İstanbul Prof. Dr. Cemil Taşcıoğlu Şehir Hastanesi, Radyasyon Onkolojisi Kliniği, Istanbul, Turkey.
Breast Cancer. 2025 Jun 8. doi: 10.1007/s12282-025-01731-5.
This study aims to evaluate the clinical outcomes of SRS in patients with HER2-positive breast cancer brain metastases, focusing on survival, local control, and the influence of systemic therapies and clinical factors.
A retrospective analysis was conducted on 60 patients with HER2-positive breast cancer and brain metastases treated with SRS. Patient demographics, tumor characteristics, treatment parameters, and follow-up data were collected.
The median follow-up was 21 months. 1-year, 2-year, and 3-year survival rates of 96%, 73%, and 50%, respectively. Factors associated with shorter OS included the presence of neurological deficits (p = 0.003), tumor diameter > 2.5 cm (p = 0.016), more than three brain metastases (p = 0.046), cumulative GTV volume greater than 2.63 cm (p = < 0.001), and the development of brain metastases within 3 years of the primary cancer diagnosis (p = 0.022).
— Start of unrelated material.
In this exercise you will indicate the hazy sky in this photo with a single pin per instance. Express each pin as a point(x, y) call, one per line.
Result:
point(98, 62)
Local control rates were 98% at 1 year and 80% at 2 years. Distant brain metastasis-free survival rates were 91% at 1 year and 63% at 2 years. Patients receiving more than one line of anti-HER2 therapy before SRS showed significantly improved OS (p = 0.007) but had a higher incidence of leptomeningeal disease (p = 0.048). Radiation necrosis occurred in 8.3% of patients, predominantly after prolonged follow-up.
SRS combined with modern systemic therapies achieves favorable outcomes in HER2-positive breast cancer brain metastases, with improved survival and high local control rates. These findings highlight the need for personalized treatment strategies integrating local and systemic therapies to optimize intracranial disease management in this patient population.
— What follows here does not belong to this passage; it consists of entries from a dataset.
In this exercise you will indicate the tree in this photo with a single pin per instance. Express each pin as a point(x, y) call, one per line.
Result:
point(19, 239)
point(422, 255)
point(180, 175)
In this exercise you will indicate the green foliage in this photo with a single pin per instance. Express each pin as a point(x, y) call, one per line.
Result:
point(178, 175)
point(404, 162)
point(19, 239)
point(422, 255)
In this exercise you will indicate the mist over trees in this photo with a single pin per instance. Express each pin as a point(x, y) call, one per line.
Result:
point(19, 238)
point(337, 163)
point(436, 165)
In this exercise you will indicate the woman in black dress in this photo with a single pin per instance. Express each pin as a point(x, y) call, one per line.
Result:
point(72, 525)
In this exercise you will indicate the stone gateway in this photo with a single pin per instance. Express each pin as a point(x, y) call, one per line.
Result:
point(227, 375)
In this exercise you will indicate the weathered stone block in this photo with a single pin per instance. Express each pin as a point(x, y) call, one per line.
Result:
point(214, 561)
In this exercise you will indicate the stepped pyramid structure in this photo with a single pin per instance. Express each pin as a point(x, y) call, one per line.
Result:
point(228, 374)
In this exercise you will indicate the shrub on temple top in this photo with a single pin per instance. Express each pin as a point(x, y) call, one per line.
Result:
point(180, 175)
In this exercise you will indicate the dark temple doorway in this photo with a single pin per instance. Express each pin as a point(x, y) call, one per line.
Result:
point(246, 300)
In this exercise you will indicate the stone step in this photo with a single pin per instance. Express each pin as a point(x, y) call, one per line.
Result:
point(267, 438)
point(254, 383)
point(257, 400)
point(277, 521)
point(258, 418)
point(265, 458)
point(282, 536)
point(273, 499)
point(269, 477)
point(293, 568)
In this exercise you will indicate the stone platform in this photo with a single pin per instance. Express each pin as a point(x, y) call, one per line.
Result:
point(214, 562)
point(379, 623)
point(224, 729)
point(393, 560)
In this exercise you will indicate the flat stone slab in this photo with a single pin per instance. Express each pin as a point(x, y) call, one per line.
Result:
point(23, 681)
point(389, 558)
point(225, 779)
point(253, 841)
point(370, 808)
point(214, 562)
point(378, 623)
本研究旨在评估立体定向放射治疗(SRS)用于HER2阳性乳腺癌脑转移患者的临床疗效,重点关注生存情况、局部控制以及全身治疗和临床因素的影响。
对60例接受SRS治疗的HER2阳性乳腺癌脑转移患者进行回顾性分析。收集患者的人口统计学资料、肿瘤特征、治疗参数和随访数据。
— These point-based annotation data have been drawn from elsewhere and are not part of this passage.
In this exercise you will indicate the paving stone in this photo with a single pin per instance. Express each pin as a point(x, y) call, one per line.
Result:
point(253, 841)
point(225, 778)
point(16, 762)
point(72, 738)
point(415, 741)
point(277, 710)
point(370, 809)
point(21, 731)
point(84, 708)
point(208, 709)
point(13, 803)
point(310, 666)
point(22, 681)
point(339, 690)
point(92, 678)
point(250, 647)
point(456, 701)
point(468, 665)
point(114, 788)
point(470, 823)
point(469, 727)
中位随访时间为21个月。1年、2年和3年生存率分别为96%、73%和50%。与总生存期较短相关的因素包括存在神经功能缺损(p = 0.003)、肿瘤直径>2.5 cm(p = 0.016)、脑转移灶超过3个(p = 0.046)、累积大体肿瘤体积大于2.63 cm(p = <0.001)以及在原发性癌症诊断后3年内发生脑转移(p = 0.022)。1年局部控制率为98%,2年为80%。无远处脑转移生存率1年时为91%,2年时为63%。在SRS前接受超过一线抗HER2治疗的患者总生存期显著改善(p = 0.007),但软脑膜疾病发生率较高(p = 0.048)。8.3%的患者发生放射性坏死,主要在长期随访后出现。
SRS联合现代全身治疗在HER2阳性乳腺癌脑转移中取得了良好疗效,生存率提高且局部控制率高。这些发现凸显了整合局部和全身治疗的个性化治疗策略对于优化该患者群体颅内疾病管理的必要性。